Friday, April 29, 2016

The Last Great March Will Take Explorers Across Simpson Desert and to the North Pole

As the 2016 Arctic exploration season starts to wind down, we now get word of yet another attempt to ski the full distance to the North Pole. Adventurers Sebastian Copeland and Mark George are planning on making that journey in 2017 as part of what they call The Last Great March, a project that also includes a self-supported journey across Australia's Simpson Desert as well.

The two men – who has extensive exploration and adventure credits on their resume – first plan to set out from Ellesmere Island in Canada next February in an attempt to ski 775 km (481 miles) to the Geographic North Pole at 90ÂșN. They'll travel on skis over the ice, dragging their sleds filled with gear and equipment behind them as they go, with the hope of finishing the journey in under 49 days. Along the way, they'll face unpredictable weather, ice rubble fields, large open leads of water, and possibly even polar bears. If they can actually pull it off, they'll be the first team to complete the full journey to the North Pole since 2014, and quite possibly the last to do so.

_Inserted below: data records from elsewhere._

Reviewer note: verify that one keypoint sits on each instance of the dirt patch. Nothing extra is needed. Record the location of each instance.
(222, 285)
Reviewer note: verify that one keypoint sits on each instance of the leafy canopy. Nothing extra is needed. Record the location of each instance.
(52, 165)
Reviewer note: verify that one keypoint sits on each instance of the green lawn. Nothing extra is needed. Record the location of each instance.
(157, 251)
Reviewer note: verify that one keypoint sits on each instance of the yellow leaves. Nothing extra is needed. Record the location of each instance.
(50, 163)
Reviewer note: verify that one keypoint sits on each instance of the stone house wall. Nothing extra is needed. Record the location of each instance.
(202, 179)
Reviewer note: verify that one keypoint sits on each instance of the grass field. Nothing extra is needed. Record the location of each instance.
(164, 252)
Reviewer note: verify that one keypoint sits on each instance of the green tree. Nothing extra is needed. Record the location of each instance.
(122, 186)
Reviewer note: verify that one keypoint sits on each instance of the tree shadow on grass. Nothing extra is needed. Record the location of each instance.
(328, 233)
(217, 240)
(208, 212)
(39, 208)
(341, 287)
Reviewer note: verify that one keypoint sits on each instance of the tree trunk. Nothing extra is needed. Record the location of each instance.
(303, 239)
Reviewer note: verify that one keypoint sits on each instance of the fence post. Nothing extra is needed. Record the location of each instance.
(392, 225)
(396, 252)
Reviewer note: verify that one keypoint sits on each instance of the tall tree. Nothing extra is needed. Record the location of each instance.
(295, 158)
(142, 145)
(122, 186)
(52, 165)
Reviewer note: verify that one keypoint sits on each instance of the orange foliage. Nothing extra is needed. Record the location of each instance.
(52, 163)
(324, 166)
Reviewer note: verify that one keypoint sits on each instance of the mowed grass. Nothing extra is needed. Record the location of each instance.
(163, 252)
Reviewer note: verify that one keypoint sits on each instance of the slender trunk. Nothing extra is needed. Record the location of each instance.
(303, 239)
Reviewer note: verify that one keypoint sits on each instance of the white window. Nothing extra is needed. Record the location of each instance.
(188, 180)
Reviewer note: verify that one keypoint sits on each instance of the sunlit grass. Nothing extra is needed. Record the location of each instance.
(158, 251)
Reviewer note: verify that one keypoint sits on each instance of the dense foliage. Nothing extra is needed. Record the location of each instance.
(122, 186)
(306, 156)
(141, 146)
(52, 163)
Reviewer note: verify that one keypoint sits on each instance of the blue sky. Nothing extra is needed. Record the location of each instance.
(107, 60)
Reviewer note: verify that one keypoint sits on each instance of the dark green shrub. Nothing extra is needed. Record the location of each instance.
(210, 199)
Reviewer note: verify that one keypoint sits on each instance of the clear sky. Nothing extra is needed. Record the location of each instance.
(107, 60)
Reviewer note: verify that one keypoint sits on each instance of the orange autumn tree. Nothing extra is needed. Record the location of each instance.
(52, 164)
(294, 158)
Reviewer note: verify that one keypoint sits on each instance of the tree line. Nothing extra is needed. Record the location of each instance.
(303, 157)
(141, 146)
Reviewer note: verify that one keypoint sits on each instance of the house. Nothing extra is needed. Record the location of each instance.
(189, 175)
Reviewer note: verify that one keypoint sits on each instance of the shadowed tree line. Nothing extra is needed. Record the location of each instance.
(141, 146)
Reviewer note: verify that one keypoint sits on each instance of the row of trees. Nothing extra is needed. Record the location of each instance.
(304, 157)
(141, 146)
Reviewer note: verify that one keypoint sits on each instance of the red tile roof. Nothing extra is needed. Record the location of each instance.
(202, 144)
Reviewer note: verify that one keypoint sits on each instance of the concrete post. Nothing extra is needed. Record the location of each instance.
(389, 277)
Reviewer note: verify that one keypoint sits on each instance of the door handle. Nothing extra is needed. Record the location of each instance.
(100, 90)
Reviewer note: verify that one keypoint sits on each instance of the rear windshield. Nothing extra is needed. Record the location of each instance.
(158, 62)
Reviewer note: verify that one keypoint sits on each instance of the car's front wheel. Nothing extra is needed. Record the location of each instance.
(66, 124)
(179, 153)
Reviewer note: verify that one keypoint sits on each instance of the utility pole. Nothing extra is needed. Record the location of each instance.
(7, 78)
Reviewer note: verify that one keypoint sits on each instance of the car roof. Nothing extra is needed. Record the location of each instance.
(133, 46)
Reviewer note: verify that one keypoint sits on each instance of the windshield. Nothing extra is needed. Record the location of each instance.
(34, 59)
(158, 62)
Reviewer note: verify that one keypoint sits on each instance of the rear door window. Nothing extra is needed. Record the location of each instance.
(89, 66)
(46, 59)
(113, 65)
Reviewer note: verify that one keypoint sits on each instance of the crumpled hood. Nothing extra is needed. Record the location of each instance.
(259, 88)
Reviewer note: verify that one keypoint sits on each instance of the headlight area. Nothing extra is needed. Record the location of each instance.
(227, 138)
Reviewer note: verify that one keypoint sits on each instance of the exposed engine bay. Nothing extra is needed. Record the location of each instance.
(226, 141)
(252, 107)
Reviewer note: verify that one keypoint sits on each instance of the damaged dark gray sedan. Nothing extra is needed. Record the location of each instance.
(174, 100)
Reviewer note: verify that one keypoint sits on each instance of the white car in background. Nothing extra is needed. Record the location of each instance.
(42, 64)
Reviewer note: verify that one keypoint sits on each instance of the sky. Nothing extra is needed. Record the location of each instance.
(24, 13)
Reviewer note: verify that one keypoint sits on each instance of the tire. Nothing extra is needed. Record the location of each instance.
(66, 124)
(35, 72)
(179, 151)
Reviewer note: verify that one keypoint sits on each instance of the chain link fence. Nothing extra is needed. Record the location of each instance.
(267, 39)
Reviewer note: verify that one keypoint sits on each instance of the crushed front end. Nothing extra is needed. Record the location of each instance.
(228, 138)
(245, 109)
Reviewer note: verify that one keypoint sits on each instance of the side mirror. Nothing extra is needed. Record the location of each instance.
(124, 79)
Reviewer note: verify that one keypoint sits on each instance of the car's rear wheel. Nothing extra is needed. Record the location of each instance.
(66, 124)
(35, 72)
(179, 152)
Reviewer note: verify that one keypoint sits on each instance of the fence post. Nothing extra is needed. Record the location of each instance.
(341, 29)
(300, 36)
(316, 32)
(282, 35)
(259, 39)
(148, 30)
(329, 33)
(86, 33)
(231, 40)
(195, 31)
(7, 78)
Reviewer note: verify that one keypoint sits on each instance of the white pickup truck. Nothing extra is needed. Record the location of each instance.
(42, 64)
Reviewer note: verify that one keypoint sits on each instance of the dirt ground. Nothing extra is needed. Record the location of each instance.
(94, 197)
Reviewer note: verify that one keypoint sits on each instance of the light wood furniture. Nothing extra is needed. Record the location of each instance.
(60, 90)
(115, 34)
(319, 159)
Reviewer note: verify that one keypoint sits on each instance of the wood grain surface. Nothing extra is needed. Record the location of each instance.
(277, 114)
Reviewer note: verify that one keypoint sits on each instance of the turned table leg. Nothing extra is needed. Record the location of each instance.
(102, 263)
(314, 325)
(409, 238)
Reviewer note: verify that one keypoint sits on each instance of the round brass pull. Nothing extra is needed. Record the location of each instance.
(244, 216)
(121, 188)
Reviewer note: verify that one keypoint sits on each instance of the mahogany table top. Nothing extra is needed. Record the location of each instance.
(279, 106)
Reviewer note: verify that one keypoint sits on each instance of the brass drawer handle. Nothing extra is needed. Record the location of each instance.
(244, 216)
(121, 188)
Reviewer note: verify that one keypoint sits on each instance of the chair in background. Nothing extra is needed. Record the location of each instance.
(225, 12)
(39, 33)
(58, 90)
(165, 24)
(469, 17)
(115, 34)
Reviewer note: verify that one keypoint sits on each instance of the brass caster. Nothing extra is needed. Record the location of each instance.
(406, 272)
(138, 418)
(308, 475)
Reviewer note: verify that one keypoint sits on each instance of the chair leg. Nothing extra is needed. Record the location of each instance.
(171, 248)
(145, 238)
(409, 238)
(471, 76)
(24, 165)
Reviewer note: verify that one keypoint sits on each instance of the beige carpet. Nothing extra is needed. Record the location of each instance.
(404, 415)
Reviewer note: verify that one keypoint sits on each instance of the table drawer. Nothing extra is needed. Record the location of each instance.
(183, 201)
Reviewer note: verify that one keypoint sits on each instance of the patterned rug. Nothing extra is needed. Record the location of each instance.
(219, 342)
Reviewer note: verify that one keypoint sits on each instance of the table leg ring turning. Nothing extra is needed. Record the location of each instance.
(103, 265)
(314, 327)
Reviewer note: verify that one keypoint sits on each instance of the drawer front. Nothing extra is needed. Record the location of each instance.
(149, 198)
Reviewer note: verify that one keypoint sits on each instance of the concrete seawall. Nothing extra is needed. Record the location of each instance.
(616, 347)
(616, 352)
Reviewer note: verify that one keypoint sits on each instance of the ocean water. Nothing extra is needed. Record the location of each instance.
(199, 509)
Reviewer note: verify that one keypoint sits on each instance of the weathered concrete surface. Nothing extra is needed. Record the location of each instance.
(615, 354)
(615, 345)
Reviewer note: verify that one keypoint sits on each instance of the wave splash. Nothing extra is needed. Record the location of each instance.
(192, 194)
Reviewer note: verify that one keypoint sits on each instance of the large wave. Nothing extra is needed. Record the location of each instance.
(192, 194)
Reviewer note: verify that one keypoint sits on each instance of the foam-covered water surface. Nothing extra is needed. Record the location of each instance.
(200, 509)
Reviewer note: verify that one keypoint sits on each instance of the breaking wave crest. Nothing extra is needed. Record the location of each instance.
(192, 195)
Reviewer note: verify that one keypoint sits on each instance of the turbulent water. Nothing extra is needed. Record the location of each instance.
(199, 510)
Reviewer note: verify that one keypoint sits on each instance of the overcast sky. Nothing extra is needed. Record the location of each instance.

But the expedition to the North Pole is only one phase of the Last Great March project. Sebastian and Mark are also planning of trekking for 520 km (323 miles) across the Simpson Desert, the driest place on the Australian continent. To do so, they'll need to pull specially built carts carrying 400 pounds (181 kg) of gear and equipment, much of which will consist of the water they'll need to survive in this inhospitable place. While out in the desert they'll face intense heat, dehydration, massive sand dunes, and a variety of poisonous snakes.

The goal of The Last Great March is to not only push the boundaries of human endurance in remote and difficult settings but also to record the impact of climate change on these places. It will be interesting to see how these expeditions play out, particularly in the Arctic. We had one team announce a full-distance expedition to the North Pole this year, and that didn't end so well. Will this team have more success next year? We'll have to wait to see.